A term plan is a life insurance plan which promises to pay a benefit (the Sum Assured) in case of death of the insured (the individual whose life risk is covered by the plan). Term plans have certain salient features, which distinguishes it from other plans of insurance. Here are such features:
- The plan benefits
Term plans, pay only the death benefit. When you buy the plan, you choose the specified coverage tenure. In case of death during this tenure, your family would be paid the Sum Assured. However, if you survive the chosen plan tenure of your term plan, no benefit is paid.
- The coverage and its premium
Term plans are unique in respect of the coverage granted by them. These plans allow you to avail a higher coverage amount at a very lower premium. Since term plans usually pay a death benefit, only the life risk premium is required to be paid. This life risk premium is low, thereby resulting in very low premiums.
- The plan tenure
Term plans cover death risk only during a specified tenure. Thus, the tenure of term plans is usually high so that you can avail coverage for the maximum possible duration. Term plans are usually offered for up to 40 years and by some insurers even till age 80.
- Plan variants
Individual Term Life Insurance Plans come in four different variants apart from the basic plan to suit varied needs. Let us see what these variants are:
- Increasing term insurance plans –Under these plans, the Sum Assured increases every year by a pre-determined rate mentioned at the start of the policy. When the insured dies, the increased Sum Assured as per the year of death is paid to the nominee and the plan terminates. Increasing term plans are good for you if you foresee an increase in responsibilities and financial obligations in future years.

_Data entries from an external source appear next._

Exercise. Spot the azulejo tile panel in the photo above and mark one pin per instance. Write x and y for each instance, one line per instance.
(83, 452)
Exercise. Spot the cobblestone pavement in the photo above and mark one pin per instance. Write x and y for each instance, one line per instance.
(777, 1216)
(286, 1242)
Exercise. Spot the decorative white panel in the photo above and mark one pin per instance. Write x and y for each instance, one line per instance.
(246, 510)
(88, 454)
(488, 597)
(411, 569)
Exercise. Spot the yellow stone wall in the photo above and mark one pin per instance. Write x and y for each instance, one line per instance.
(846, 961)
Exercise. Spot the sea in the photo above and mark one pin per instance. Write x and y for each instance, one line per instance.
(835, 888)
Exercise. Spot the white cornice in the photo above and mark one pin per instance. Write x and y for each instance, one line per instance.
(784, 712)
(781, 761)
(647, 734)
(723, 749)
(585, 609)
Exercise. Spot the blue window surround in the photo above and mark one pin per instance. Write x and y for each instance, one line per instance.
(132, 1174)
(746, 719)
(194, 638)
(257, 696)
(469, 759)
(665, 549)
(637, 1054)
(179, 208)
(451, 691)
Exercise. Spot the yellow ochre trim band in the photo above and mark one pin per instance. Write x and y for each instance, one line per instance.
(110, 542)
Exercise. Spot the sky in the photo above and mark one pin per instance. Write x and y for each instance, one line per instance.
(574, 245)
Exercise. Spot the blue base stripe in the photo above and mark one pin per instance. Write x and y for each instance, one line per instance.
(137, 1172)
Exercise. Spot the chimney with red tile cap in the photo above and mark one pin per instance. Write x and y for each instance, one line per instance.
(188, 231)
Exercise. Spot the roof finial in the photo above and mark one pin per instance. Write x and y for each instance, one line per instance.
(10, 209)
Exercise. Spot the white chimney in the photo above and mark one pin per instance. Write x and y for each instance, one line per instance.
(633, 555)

- Decreasing term insurance plans – these plans are a complete opposite of increasing term plans. Under these plans, the Sum Assured decreases every year by a specified amount or percentage which is mentioned at the time of buying the policy. Upon death, the decreased Sum Assured as per the year of death is paid and the plan terminates. Decreasing term insurance plans are usually offered as mortgage redemption plans. The decreasing amount of the Sum Assured represents the decreasing loan liability as the repayments are made. On death, the burden of the outstanding loan liability is settled by the benefit paid by the plan.
- Return of premium plans – by now you must know that term insurance plans usually pay only a death benefit. This is, however, not the case in return of premium plans. Under these plans, if the insured survives the plan tenure, the premiums paid are returned back. So, this plan also has a maturity benefit, unlike other types of term plans.

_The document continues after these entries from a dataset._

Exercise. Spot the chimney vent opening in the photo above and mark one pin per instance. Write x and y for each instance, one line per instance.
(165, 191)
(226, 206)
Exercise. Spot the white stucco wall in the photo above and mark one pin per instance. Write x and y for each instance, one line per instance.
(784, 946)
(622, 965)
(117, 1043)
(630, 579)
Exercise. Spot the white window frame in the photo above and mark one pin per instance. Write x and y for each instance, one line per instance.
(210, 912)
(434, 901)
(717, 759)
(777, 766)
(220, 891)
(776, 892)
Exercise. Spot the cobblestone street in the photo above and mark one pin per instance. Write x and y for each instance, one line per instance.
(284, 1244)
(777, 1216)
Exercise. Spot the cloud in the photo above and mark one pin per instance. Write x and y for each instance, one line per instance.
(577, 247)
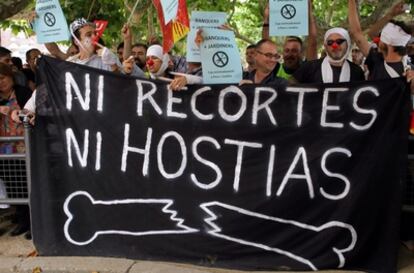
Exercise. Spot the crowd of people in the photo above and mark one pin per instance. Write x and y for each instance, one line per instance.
(348, 56)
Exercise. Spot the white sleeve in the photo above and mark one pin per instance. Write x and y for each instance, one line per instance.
(31, 103)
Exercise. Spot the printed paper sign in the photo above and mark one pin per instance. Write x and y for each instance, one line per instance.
(288, 17)
(50, 25)
(220, 57)
(169, 9)
(201, 19)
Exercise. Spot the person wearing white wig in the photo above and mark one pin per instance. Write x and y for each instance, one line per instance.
(389, 60)
(335, 67)
(157, 64)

- Monthly income plans – these are relatively newer types of term insurance plans offered by insurance companies. Under these plans, the death benefit is not paid at once in a lump sum. It is, usually, paid partly in lump sum and partly in monthly instalments. The monthly instalments are calculated as a percentage of the Sum Assured and are paid for a specified duration after the death of the insured. Thus, the family is ensured a regular stream of income even in the absence of the bread-winner besides a lump sum benefit.

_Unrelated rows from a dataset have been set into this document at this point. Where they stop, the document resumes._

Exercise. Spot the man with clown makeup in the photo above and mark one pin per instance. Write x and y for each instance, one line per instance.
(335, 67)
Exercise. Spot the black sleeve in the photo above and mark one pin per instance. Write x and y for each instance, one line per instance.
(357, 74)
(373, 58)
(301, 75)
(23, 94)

Importance of Individual Term Life Insurance Plans
The main importance of these plans lies in the fact that they provide financial security. By enabling a higher Sum Assured, you can ensure that your family would be financially protected even when you are not around them. They can, thus, meet their financial obligations through the benefit paid by a term plan. Moreover, decreasing term plans also help take care of outstanding liabilities and prevent their burden from falling on your family when you are gone.
All in all, Individual Term Life Insurance Plans are a quintessential requirement. So, first know all about such plans and then ensure to include one in your financial portfolio at the earliest.